TRANSPORTATION ON THE PITT

 

Before the Pitt sailed, an anonymous complaint reported that in the prison section, should the 391 men be placed in the prison, every berth or space of 18 inches would be occupied and if a sickness should happen a sick person would touch someone in good health. The women [convicts] were accommodated in quarters built on the gun deck. The officers were also compelled to live in very cramped conditions. As a result of this report 33 sick male prisoners were re-landed.

The Pitt sailed from Yarmouth Roads on 17 July, 1791, and arrived at Port Jackson on 14 February, 1792. Before the ship reached St Jago in the Cape Verde Islands there had been fifteen deaths from smallpox among the prisoners. It was very hot and an unhealthy season, but despite this, both the sailors and soldiers were allowed ashore. In the doldrums the Pitt experienced calms and incessant rain with severe thunder and lightning for a month, during which time she made scarcely any headway. The prisoners showed symptoms of scurvy and developed ulcers on their bodies and legs, but otherwise remained comparatively healthy.

 Among the soldiers and sailors and the families of the soldiers, who were also confined below decks because of the weather, a malignant fever appeared and it was said to have resulted in 27 deaths in a fortnight. The fever spread so rapidly that for some time they were almost afraid to approach each other. The Pitt's crew were so depleted that when she left the doldrums and ran into heavy gales, some of the convicts were recruited to help navigate her. This would have been a welcome relief from the stench and heat experienced below deck. Major Francis Grose, who sailed in the Pitt with the middle contingent of the Rum Corps, claimed that the mortality rate among the soldiers and sailors was due to the dreadful stench which rose through gratings placed on each side of the ship. Although these gratings brought fresh air to the convicts below deck, the stench that rose from them was so dreadfully offensive as to bring on fever amongst the soldiers and sailors who slept above them. However, the Pitt's, master Edward Manning blamed the call at St Jago for the fever which appeared among those who went ashore but did not spread to the convicts.

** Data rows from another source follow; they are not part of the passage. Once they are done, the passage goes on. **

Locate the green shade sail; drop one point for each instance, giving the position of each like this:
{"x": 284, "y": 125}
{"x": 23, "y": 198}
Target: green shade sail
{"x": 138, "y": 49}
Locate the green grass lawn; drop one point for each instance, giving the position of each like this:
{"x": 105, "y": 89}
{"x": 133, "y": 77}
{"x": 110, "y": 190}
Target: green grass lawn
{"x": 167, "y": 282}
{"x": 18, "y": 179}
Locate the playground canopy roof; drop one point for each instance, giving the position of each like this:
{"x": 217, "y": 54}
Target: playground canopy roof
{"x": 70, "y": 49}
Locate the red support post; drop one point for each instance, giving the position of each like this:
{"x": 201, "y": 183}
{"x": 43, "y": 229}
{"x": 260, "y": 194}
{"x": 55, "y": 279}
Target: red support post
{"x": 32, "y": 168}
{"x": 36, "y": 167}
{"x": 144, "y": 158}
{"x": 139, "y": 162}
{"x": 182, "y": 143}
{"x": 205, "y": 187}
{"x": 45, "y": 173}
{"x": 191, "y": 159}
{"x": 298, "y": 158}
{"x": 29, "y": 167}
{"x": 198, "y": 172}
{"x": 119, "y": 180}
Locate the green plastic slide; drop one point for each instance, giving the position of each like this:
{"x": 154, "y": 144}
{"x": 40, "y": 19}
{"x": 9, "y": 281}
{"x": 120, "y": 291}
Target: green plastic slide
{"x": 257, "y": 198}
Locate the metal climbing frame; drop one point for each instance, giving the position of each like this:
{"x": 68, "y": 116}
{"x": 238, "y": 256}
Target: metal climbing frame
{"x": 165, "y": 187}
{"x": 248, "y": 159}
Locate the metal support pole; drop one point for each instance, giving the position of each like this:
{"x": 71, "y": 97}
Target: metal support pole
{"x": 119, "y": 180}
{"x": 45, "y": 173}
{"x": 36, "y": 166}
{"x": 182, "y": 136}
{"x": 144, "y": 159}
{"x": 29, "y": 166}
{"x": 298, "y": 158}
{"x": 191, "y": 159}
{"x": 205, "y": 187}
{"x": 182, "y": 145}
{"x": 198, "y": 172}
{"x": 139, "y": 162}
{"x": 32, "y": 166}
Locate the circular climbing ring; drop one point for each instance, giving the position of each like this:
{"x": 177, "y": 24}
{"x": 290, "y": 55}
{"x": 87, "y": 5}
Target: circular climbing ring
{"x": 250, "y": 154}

At Rio de Janeiro the sick were sent to hospital where they would have been treated for such complaints as fever, dysentery, boils, scurvy and mouth rot caused by lack of adequate diet and cramped unventilated accommodation.  The healthier convicts were landed on an island not far from the ship where they were placed in the care of Mr Jameson and given a diet of fresh meat, fruit and vegetables. Captain Manning found it necessary to send four convicts ashore in the ship’s boats from which the convicts escaped. The captain feared they had drowned in the attempt although they could have been hidden in the convent of Froars. Fresh provisions and the spell ashore did much to restore the health of all.

Reluctantly, after resting for three weeks at Rio de Janeiro, the Pitt resumed her voyage and 24 days later arrived at the Cape. By the time she arrived at Port Jackson, 20 male and nine female prisoners had died on the voyage and 120 men were landed sick.

The Pitt arrived at Port Jackson on 14 February 1792.